We managed to run a 5.66/254 in Gainesville '07 with it, then ran some .70's in Houston with it, the last race.
Currently John Anderika and Wayne Morris in D1 run the Lencodrive combo as well. Carl Speiring and Jason Hamstra have won IHRA national events in Pro Mod with torque converters as well.
While less maintenance is certainly nice, that's not why the trans is run. It's mainly trying to harness the roughly 2:1 torque multiplication off the line. We were trying to use that to enable the car to pull a taller transmission in low gear.
You do give up some due to the fact the converter never truly goes 1:1. The converter we ran would only slip roughly 2% in high gear. It's amazing they can make converters that tight for a 3000 hp motor!
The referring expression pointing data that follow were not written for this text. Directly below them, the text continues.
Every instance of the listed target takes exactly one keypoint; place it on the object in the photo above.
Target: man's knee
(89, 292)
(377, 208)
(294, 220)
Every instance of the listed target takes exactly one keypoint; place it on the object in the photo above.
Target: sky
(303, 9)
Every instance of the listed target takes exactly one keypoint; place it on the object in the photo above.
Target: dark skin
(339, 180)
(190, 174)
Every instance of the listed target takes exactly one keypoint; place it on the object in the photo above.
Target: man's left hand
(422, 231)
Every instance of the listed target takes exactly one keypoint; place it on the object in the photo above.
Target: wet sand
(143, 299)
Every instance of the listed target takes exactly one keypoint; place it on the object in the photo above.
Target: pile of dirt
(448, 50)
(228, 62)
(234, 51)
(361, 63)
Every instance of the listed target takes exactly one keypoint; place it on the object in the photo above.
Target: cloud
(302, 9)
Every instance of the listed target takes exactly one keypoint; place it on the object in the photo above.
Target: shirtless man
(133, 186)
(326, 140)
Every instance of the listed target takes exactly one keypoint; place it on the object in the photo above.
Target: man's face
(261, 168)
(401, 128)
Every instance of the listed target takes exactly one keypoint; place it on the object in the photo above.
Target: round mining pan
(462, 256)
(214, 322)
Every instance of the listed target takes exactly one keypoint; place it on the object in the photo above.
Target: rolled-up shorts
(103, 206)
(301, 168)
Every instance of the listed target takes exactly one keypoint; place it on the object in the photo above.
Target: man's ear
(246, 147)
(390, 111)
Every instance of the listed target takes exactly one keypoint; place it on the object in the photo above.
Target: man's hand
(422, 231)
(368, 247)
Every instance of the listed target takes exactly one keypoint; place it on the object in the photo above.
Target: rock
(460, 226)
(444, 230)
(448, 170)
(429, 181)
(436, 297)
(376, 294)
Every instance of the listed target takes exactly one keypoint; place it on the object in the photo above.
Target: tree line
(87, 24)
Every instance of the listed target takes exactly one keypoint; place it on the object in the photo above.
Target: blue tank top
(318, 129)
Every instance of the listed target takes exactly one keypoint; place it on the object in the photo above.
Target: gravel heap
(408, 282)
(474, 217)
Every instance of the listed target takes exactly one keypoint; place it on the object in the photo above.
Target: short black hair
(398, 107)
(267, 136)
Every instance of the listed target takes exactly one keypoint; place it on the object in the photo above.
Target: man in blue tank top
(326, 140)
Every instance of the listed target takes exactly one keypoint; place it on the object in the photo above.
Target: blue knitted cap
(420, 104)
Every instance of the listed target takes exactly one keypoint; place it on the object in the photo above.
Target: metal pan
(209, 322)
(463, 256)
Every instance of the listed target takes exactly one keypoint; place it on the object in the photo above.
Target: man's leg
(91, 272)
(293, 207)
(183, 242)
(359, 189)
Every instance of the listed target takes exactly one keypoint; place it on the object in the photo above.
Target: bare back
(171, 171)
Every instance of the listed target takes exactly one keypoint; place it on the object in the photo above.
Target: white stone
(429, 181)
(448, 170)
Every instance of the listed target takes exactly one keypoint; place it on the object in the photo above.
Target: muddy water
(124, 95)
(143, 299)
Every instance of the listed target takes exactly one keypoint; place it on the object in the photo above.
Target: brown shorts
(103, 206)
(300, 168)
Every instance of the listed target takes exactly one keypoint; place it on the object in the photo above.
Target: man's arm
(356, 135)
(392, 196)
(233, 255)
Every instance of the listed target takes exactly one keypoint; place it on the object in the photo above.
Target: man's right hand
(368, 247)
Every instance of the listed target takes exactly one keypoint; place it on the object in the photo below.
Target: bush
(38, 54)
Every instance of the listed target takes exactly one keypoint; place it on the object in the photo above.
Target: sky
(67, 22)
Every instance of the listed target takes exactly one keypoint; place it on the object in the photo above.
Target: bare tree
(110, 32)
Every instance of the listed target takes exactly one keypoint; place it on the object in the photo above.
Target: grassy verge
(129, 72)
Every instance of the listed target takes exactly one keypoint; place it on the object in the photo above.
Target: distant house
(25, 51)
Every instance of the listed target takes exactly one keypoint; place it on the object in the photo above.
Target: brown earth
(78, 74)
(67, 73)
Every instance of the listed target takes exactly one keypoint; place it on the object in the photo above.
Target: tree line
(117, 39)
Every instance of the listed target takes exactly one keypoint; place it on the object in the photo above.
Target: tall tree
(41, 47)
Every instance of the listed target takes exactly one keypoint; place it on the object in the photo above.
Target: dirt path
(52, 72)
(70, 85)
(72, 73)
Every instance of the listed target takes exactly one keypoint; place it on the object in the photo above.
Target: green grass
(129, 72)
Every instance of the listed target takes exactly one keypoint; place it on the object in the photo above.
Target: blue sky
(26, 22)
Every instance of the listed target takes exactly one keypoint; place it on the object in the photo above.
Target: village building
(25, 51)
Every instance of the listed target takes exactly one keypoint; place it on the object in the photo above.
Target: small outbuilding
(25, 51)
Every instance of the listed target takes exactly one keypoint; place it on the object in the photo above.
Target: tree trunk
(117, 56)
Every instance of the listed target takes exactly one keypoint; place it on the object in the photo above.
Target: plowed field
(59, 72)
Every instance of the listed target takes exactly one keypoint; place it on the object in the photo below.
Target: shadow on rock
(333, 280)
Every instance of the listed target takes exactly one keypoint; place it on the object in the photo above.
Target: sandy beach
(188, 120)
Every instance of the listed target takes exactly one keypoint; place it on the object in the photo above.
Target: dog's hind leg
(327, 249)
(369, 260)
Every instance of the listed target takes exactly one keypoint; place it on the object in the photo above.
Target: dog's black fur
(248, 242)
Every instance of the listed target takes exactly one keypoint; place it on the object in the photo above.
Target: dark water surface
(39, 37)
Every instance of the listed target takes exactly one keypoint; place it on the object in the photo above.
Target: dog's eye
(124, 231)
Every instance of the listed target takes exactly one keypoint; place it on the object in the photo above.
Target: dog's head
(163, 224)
With all of that torque multiplication, it takes a different mindset than a clutch alky car. Off the line, it's closer to tuning a fuel car. We only left at 3500-4000 rpm, and had to immediately take 10-15 degrees of timing out at the hit. The trick was developing a timing curve, much like the fuel cars, then finding where and how fast to ramp the timing back to normal. Couple that with the fuel system, there's a lot of variables.
There's also the myth a converter car is easier to drive than a clutch car. Ask Mick which one is easier to drive. With the torque multiplication, the converter car is very aggressive in low gear. Also, when we got to the tighter torque converters, you couldn't short shift out of tireshake in low gear like you could a clutch car. When you short shift a clutch car, the clutch breaks free, slows the driveshaft, enabling the car to recover. Well, on a tight converter, it doesn't 'break free' like the clutch, it just grabs the motor, multiplies a little more at the shift, never allowing the tires to recover. I learned the hard way. You teach yourself to ride the shake as long as you can, then hit the button. Well, it took a couple of runs to figure out. I'd ride the shake out, finally tap out and hit the button, only to be greeted by harder shake. Your only choice then was to lift or hit high gear, and getting on high gear at 7800 doesn't do the et any favors...
The clutch combo is more forgiving. Ask Larry Snyder which is easier to tune. I don't think Snyder's switch was so much giving up on the Lencodrive/converter combo, as it was moving to a conventional combo to compete.
I still think the combination has potential, it just takes a car owner that wants the challenge of continuing the development vs. trying to be instantly competitive.
We managed to run a 5.66/254 in Gainesville '07 with it, then ran some .70's in Houston with it, the last race.
Currently John Anderika and Wayne Morris in D1 run the Lencodrive combo as well. Carl Speiring and Jason Hamstra have won IHRA national events in Pro Mod with torque converters as well.
While less maintenance is certainly nice, that's not why the trans is run. It's mainly trying to harness the roughly 2:1 torque multiplication off the line. We were trying to use that to enable the car to pull a taller transmission in low gear.
You do give up some due to the fact the converter never truly goes 1:1. The converter we ran would only slip roughly 2% in high gear. It's amazing they can make converters that tight for a 3000 hp motor!
With all of that torque multiplication, it takes a different mindset than a clutch alky car. Off the line, it's closer to tuning a fuel car. We only left at 3500-4000 rpm, and had to immediately take 10-15 degrees of timing out at the hit. The trick was developing a timing curve, much like the fuel cars, then finding where and how fast to ramp the timing back to normal. Couple that with the fuel system, there's a lot of variables.
There's also the myth a converter car is easier to drive than a clutch car. Ask Mick which one is easier to drive. With the torque multiplication, the converter car is very aggressive in low gear. Also, when we got to the tighter torque converters, you couldn't short shift out of tireshake in low gear like you could a clutch car. When you short shift a clutch car, the clutch breaks free, slows the driveshaft, enabling the car to recover. Well, on a tight converter, it doesn't 'break free' like the clutch, it just grabs the motor, multiplies a little more at the shift, never allowing the tires to recover. I learned the hard way. You teach yourself to ride the shake as long as you can, then hit the button. Well, it took a couple of runs to figure out. I'd ride the shake out, finally tap out and hit the button, only to be greeted by harder shake. Your only choice then was to lift or hit high gear, and getting on high gear at 7800 doesn't do the et any favors...
The clutch combo is more forgiving. Ask Larry Snyder which is easier to tune. I don't think Snyder's switch was so much giving up on the Lencodrive/converter combo, as it was moving to a conventional combo to compete.
I still think the combination has potential, it just takes a car owner that wants the challenge of continuing the development vs. trying to be instantly competitive.